王座の間に侵入する前日、メイド服に着替える際のお話です。

おまけ的な話になります。

「こちらになります」



 ルピナスが用意した、ずらりと並んだ箱。中には大小様々なメイド服が入っていた。流石というべきが、多種多様の種族がいる世界ゆえに様々なサイズのメイド服が用意されているようだ。



「え、ちょっとまって。根本的なデザインから違うものもある気がするんだけど?」



 クレハがそのうちの一着を広げながら怪訝な顔をしている。なるほど確かに、それは背中の部分が異様にセクシーに開いているメイド服だった。他にも、やたらミニスカートなものもあるし、おしりの部分に穴が開いていたり、ノースリーブだったり。



「そちらは有翼人用ですね。稀にいらっしゃいますのでご用意させていただいております。ダックス・フント型の獣人さま用にスカード部位を短くしたり、しっぽがある方のために臀部に穴を開けてあるものもございます」


「……このノースリーブのやつは?」


「それは夏用です。近日は我が城もクールビズを取り入れておりますから」



 何でこれだけ種族にあわせたやつじゃないんだよ。私は腑に落ちないながらも、ノースリーブ式のメイド服をポイと箱に戻した。ともかく、これらのどれかを来て変装しなければならないわけだから皆が真剣に選んでいる様子だ。



 女子がこれだけ集まって来たり脱いだりを繰り返しているものだから、どうしてもある場所に目がいってしまう。



「……あのさぁ、マリン」


「ん? どうしたのコユキちゃん」


「前々から思っていたんだけど、マリンってさぁ……胸のサイズいくつなの」



 堂々と質問をした私に、アンズとクレハが吹き出している。マリンはきょとんとした後に、自らの胸をチラリと見てまた視線を私に戻した。



「え、え。なぁに、コユキちゃん。そんなに私のバストサイズが気になるの?」



 少しだけ頬を赤らめてマリンが近寄ってくる。いや何で嬉しそうなんだよ。……違うなこれは。胸のサイズを聞かれたとか、それはどうでも良くて。マリンは単純に自分に関して興味を持ってくれたことが嬉しいんだ。

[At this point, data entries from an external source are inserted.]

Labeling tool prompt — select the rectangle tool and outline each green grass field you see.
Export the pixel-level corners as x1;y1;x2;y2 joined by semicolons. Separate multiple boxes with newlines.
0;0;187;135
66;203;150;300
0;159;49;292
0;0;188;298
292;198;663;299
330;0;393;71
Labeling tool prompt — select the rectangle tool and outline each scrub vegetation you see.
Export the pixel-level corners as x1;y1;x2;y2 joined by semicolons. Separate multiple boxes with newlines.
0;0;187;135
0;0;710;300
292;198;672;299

「あー……まぁ。そりゃあね? それだけ大きければ嫌でも目につくと言うか。ねぇクレハ?」


「なっ、何でワタシに振るのよ!!」



 一方で、メイド服の胸囲周辺のスカスカ具合を気にしていたクレハ。急に話題を振られて、顔を真赤にして怒っている。べ、別に他意はないのに。



「ま、まぁまぁ。そんなに怒らなくても……」


「アンズ、アンタは黙ってなさい! ちょっとスタイルが良くて何でも似合うからって調子に乗らないことね!!」


「そんなぁ……で、でもクレハさん。胸が小さくても似合う服は沢山ありますから」



 あぁ、アンズ。それは地雷だよ。わざわざ見えている地雷を踏むあたりがアンズらしいけど。私とマリンは、密かにクレハから距離をとった。



「言ってくれたわね、この乳デカウサギ!!!」



 クレハは大声でアンズを怒鳴りつけたのちに彼女の胸ぐらをつかんだ。アンズはわけが分かっていない様子で、涙目でがくんがくんと揺らされている。やめてやめてクレハ、アンズの首がもげる。



「クレハちゃん、まぁそのくらいで……」


「マリン! そもそもはアンタの乳が無駄にでかいのがいけないのよ!!」



 うわ、飛び火した。クレハはおもむろに立ち上がり、何を思ったかマリンの胸を鷲掴みにした。え、ええー!



「やんっ!」


「やん、じゃないわよ! 何やらしい声出してるのよ爆乳モンスターが!! こうなったら全員のバストサイズを白状してもらうからね!!」



 いかん、ついにクレハが暴走しだした。完全に切れ散らかしている。……ん? 全員?



「え、キキョウとアリッサムとルピナスも?」


「当たり前でしょ! ほら全員並ぶ!!」


「え、ええ……」



 なんだかんだ、ちょっとした好奇心が全員を巻き込むことになってしまった。アリッサム達には申し訳ないと思いつつも、しっかり付き合ってくれるあたりノリが良い。ルピナスなんかは「無礼な!」とか言い出すと思ったんだけどな。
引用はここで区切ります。